Now, we used some in the Burlington deal, but we used a whole lot more cash, and, in effect, we only used 30 percent for stock, and it was worth doing, but it was painful.
And if Lubrizol had wanted to do a deal involving stock, we would not have done it. I told James Hambrick that right off the bat.
So we had absolutely no interest in buying Lubrizol — we were perfectly willing to give, you know, close to $9 billion in cash, and in my view, we’re getting our money’s worth.
But we would not have given a significant portion of it in Berkshire stock, because we would be giving away part of the businesses we already own, and we like Burlington, and we like See’s Candy.

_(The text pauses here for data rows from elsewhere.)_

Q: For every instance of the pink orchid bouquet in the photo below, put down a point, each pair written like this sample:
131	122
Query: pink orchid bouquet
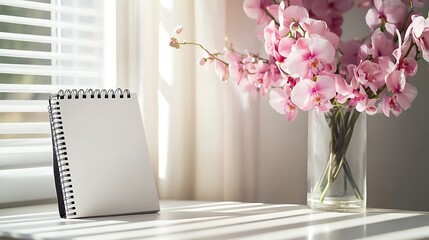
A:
309	67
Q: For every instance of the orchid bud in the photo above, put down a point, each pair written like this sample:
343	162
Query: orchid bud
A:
178	29
294	26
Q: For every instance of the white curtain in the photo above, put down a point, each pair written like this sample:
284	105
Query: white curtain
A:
204	135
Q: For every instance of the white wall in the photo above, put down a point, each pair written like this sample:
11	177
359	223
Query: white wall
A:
398	148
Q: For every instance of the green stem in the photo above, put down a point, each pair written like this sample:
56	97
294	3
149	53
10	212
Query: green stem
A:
340	140
205	50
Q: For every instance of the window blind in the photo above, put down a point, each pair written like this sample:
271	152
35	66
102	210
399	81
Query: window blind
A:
45	45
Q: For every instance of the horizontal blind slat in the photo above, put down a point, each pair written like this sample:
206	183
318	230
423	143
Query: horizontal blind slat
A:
28	156
49	7
38	88
25	128
41	70
87	42
26	184
23	105
47	55
49	23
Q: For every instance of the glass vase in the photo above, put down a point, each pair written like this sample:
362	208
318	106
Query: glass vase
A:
336	167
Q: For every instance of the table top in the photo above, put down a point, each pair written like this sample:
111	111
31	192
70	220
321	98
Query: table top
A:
216	220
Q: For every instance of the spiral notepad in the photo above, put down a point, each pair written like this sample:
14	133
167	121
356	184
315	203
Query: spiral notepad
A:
101	161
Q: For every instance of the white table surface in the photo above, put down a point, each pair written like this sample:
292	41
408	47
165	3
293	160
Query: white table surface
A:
216	220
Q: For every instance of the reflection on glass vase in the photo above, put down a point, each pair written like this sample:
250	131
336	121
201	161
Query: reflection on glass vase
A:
336	167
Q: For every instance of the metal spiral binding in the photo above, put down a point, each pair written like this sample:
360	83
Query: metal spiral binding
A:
93	93
60	150
59	140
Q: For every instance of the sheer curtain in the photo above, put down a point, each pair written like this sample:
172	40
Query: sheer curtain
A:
202	134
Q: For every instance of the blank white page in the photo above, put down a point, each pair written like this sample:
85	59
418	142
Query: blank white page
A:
108	157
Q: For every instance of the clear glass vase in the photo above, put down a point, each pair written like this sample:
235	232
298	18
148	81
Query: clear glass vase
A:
336	167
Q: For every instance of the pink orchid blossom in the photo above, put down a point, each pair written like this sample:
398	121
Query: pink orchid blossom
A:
357	97
403	61
404	92
365	3
390	104
350	54
416	3
387	14
309	57
419	29
280	100
290	17
313	26
308	93
379	46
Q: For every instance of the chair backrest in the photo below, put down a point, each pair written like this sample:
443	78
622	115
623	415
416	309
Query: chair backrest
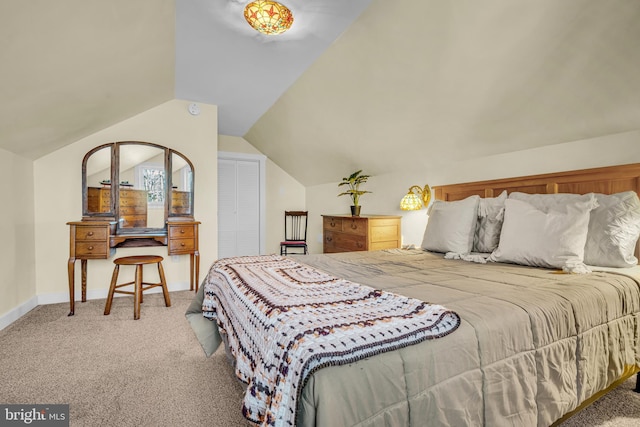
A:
295	225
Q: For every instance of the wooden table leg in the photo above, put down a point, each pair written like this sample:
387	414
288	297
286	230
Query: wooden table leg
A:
71	273
195	270
83	264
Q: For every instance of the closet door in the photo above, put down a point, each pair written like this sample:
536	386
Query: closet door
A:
240	206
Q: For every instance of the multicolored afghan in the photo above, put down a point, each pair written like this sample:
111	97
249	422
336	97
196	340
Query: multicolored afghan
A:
284	320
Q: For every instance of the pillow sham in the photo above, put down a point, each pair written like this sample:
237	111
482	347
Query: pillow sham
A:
489	223
451	226
553	239
614	229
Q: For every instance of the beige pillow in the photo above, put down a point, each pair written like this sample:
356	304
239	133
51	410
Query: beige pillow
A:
451	226
553	239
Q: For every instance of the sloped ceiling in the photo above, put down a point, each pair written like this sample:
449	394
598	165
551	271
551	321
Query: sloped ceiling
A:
73	67
377	85
418	81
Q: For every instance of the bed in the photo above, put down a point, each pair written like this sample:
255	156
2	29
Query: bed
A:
533	344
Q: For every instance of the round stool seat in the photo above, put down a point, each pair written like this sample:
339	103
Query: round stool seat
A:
139	285
138	259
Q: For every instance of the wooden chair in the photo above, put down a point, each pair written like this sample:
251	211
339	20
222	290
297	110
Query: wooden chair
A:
295	231
139	285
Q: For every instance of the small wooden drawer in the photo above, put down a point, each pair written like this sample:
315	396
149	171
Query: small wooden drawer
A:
346	242
332	223
355	226
345	233
134	221
88	249
91	233
133	210
180	231
177	246
384	233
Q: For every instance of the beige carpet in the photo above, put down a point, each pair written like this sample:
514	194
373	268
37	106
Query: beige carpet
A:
114	371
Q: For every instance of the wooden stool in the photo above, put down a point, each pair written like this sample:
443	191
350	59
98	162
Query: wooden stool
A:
139	286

We like ISCAR.
And to give away a portion of those, even to get another very good business, would not make financial sense for our shareholders.
So you can draw your own deductions about our calculations of intrinsic value from that statement.
Charlie?
CHARLIE MUNGER: Well, he’s obviously looking at two right factors. And I think that we have not permanently lost the ability to do some interesting things eventually with our enormous wealth in cash and marketable securities.
We won’t always be as inactive as we are now.
WARREN BUFFETT: We’re not that inactive, Charlie. (Laughter)
CHARLIE MUNGER: Well, I don’t know. You practically crawl out of your skin, sometimes.
WARREN BUFFETT: Nine billion is — you know, we say normal earning power is 12 billion. That uses up a good portion of one year’s quota.
Although we’d like to use more. I mean, there’s no question.
CHARLIE MUNGER: Now you’re talking.
WARREN BUFFETT: Can you see us using stock in the next few years?
CHARLIE MUNGER: If the business were good enough, of course.
Our trouble is — it’s a terrible trouble you people have — the businesses you already own are so good it’s not wise to part with them to get a business we don’t own. Ordinarily.